Failure to sense is a type of malfunction in implantable cardiac devices, such as pacemakers and implantable cardioverter-defibrillators (ICDs). Proper sensing is fundamental for these devices to deliver therapy only when the heart requires assistance, preventing unnecessary interventions. When a device fails to sense, it can lead to either under-pacing or over-pacing, both of which can compromise heart rhythm management.
Understanding Device Sensing
Cardiac devices like pacemakers and ICDs are designed to continuously monitor the heart’s electrical signals. These devices “listen” for the heart’s intrinsic electrical activity through small wires, called leads, which are typically placed inside the heart chambers. The leads contain electrodes that detect specific electrical impulses, such as P-waves (atrial depolarization) and R-waves (ventricular depolarization), which indicate the heart’s natural contractions.

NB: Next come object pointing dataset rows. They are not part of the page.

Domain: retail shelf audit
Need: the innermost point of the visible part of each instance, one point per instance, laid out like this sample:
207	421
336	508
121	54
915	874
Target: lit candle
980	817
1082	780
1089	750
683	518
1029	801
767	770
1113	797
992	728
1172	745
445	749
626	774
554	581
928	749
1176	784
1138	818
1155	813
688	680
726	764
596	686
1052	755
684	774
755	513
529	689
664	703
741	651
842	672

Accurate sensing allows the device to distinguish between the heart’s own beats and periods when it needs support. If the heart beats on its own, the device should ideally remain inactive, or “inhibited,” to avoid competing with natural rhythms. Conversely, if the device does not detect a natural beat within a set time, it then delivers an electrical impulse to stimulate the heart, ensuring a regular rhythm.
Factors Leading to Impaired Sensing
Several issues can cause a cardiac device to improperly sense the heart’s electrical activity. Problems with the device’s leads are common culprits. For instance, if a lead becomes dislodged from its intended position within the heart, it may no longer be in optimal contact with the heart tissue to pick up signals effectively. Damage to the lead, such as a fracture in the wire or a break in its insulation, can also disrupt the transmission of electrical signals back to the device.
The heart’s own electrical signals can also change, becoming too weak or small for the device to consistently detect. This can happen due to changes in the heart tissue itself, such as the formation of scar tissue, or as a side effect of certain medications that alter cardiac electrical properties. If the heart’s signals fall below the device’s programmed sensitivity threshold, the device may simply miss them.
Device programming plays a role in sensing performance. If the device is programmed with a “less sensitive” setting, it requires a stronger electrical signal from the heart to register a beat. This can lead to the device missing weaker, but otherwise normal, heart signals. While less common with modern devices, strong external electromagnetic interference (EMI) from sources like certain medical equipment or industrial machinery can sometimes disrupt the device’s ability to sense accurately.
Recognizing Impaired Sensing
When a cardiac device fails to sense properly, individuals may experience a range of symptoms because the device either paces unnecessarily or fails to provide pacing when needed. Common symptoms can include dizziness, lightheadedness, and unusual fatigue. Some individuals might also feel palpitations or experience shortness of breath. In more severe cases, fainting spells can occur if the heart rate becomes critically slow or irregular.
Diagnosing impaired sensing typically involves a thorough review of the device’s performance data during routine clinic visits. During these “interrogations,” healthcare professionals use specialized equipment to download information stored in the device, which provides a detailed record of sensed cardiac events and delivered therapies. Electrocardiograms (ECGs) or continuous monitoring devices, such as Holter monitors, may also be used to correlate any reported symptoms with the device’s actual behavior over time.
Managing Impaired Sensing
Addressing impaired sensing often begins with reprogramming the device. Adjusting the device’s sensitivity settings, or other parameters, can frequently resolve the issue by allowing the device to better detect the heart’s intrinsic signals.
If a physical problem with a lead is identified, such as dislodgement or damage, surgical intervention might be necessary. This procedure, known as a lead revision or replacement, involves repositioning the existing lead or implanting a new one to ensure proper contact and signal transmission. In some instances, changes to a person’s medications, particularly those affecting heart signals or tissue characteristics, may be considered to improve the amplitude of the heart’s electrical activity.
Regular follow-up appointments and device checks are important for individuals with cardiac implants. These routine evaluations help healthcare providers monitor the device’s ongoing function and identify any emerging issues with sensing or other parameters.